The components of a Mediterranean diet, which include fruit and vegetables, bread, wheat and other cereals, olive oil, fish, and red wine, may all individually or together reduce the risk and course of Alzheimer's disease. Several vitamins such as B12, B3, C or folic acid have been found in some studies to be related to a reduced risk of AD but other studies indicate that they do not have any significant effect on the onset or course of the disease and may have important secondary effects. Curcumin from the curry spice turmeric has shown some effectiveness in preventing brain damage in mouse models.

Although cardiovascular risk factors, such as hypercholesterolemia, hypertension, diabetes, and smoking, are associated with a higher risk of onset and course of AD, statins, which are cholesterol lowering drugs, have not been effective in preventing or improving the course of the disease. However long-term usage of non-steroidal anti-inflammatory drug (NSAIDs), is associated with a reduced likelihood of developing AD in some individuals. Other pharmaceutical therapies such as female hormone replacement therapy are no longer thought to prevent dementia. A 2007 systematic review concluded that there was inconsistent and unconvincing evidence that ginkgo has any positive effect on cognitive impairment, and a recent study concludes that it has no effect in reducing the rate of AD incidence.
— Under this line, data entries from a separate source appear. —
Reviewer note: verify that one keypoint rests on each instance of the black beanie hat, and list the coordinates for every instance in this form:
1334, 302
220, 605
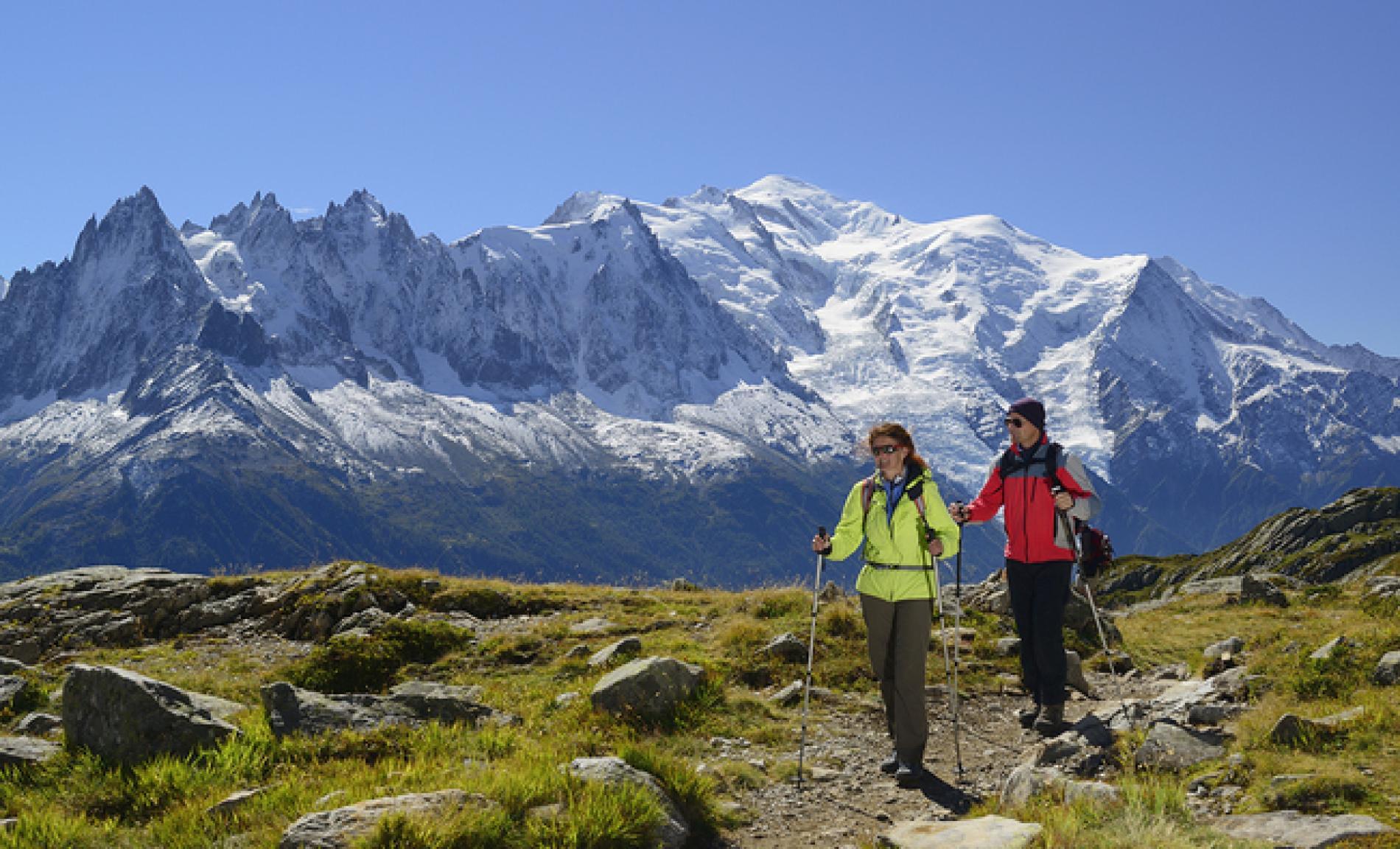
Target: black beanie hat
1031, 410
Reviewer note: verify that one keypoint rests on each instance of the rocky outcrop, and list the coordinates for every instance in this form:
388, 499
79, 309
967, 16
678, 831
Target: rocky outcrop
1300, 831
26, 751
340, 827
983, 833
112, 606
650, 687
129, 718
673, 830
292, 709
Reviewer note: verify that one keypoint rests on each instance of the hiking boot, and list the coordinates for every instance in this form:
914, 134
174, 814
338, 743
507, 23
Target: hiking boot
1050, 723
1026, 716
909, 775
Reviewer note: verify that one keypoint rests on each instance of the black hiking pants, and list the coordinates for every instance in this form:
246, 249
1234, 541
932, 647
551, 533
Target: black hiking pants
1039, 593
897, 640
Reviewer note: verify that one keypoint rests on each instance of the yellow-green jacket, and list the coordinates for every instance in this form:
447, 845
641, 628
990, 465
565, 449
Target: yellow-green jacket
897, 542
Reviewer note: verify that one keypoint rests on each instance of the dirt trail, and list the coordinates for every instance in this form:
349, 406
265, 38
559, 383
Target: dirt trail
850, 802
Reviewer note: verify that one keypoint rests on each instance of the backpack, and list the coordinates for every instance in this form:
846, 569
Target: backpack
1095, 551
1009, 460
914, 494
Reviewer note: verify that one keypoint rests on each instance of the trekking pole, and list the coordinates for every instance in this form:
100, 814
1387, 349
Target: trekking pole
1088, 593
950, 668
956, 659
811, 651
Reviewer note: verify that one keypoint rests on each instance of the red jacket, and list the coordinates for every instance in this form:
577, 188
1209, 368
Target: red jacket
1034, 533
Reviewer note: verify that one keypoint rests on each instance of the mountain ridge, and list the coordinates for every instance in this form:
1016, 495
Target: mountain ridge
727, 335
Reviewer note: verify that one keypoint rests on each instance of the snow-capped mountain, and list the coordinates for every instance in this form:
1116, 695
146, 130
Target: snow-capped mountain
629, 388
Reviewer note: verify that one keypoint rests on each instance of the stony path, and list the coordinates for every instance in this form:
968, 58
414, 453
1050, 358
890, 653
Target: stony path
850, 802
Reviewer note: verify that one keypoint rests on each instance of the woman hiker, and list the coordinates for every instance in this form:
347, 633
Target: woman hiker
1034, 481
905, 524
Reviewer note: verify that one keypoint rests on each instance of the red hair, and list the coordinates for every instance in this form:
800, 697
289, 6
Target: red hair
900, 436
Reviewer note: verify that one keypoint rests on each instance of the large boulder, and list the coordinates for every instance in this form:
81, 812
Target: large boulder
342, 827
127, 718
983, 833
293, 709
650, 687
1300, 831
673, 831
1169, 746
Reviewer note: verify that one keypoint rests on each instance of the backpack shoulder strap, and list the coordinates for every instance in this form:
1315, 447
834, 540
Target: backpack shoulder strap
1053, 453
1007, 463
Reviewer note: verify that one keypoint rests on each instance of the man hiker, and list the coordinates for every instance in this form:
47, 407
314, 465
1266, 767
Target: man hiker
1034, 481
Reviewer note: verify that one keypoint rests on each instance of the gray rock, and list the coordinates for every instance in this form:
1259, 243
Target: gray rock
364, 622
340, 827
1176, 671
38, 724
127, 718
648, 687
26, 751
673, 830
588, 626
427, 699
983, 833
1259, 587
415, 702
578, 651
10, 690
1169, 746
1232, 685
293, 709
1387, 671
785, 648
1093, 730
1025, 783
1295, 730
1060, 750
1074, 673
1228, 586
989, 597
1213, 715
1092, 792
1227, 646
1331, 646
622, 649
1300, 831
234, 800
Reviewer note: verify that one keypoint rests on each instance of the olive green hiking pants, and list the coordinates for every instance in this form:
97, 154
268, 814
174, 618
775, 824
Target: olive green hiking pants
897, 642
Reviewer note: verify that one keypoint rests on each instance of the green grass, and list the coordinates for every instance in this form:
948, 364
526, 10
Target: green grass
76, 800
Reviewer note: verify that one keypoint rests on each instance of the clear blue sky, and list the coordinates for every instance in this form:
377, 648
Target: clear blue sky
1253, 141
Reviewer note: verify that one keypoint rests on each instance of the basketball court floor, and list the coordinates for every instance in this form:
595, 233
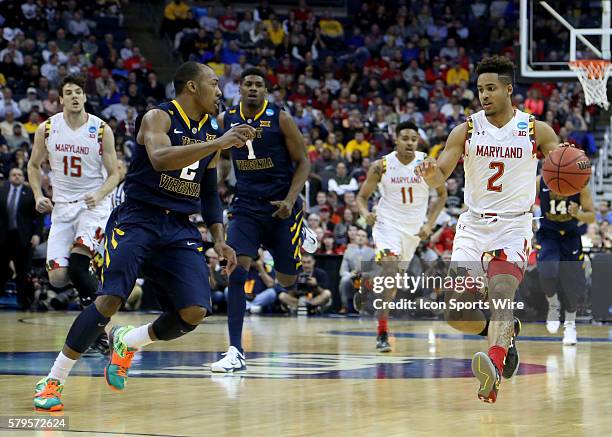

Intellectual activities such as reading, playing board games, completing crossword puzzles, playing musical instruments, or regular social interaction may also delay the onset or reduce the severity of Alzheimer's disease. Bilingualism is also related to a later onset of Alzheimer's.
Some studies have shown an increased risk of developing AD with occupational exposure to magnetic fields, intake of metals, particularly aluminium, or exposure to solvents. The quality of some of these studies has been criticised, and other studies have concluded that there is no relationship between these environmental factors and the development of AD.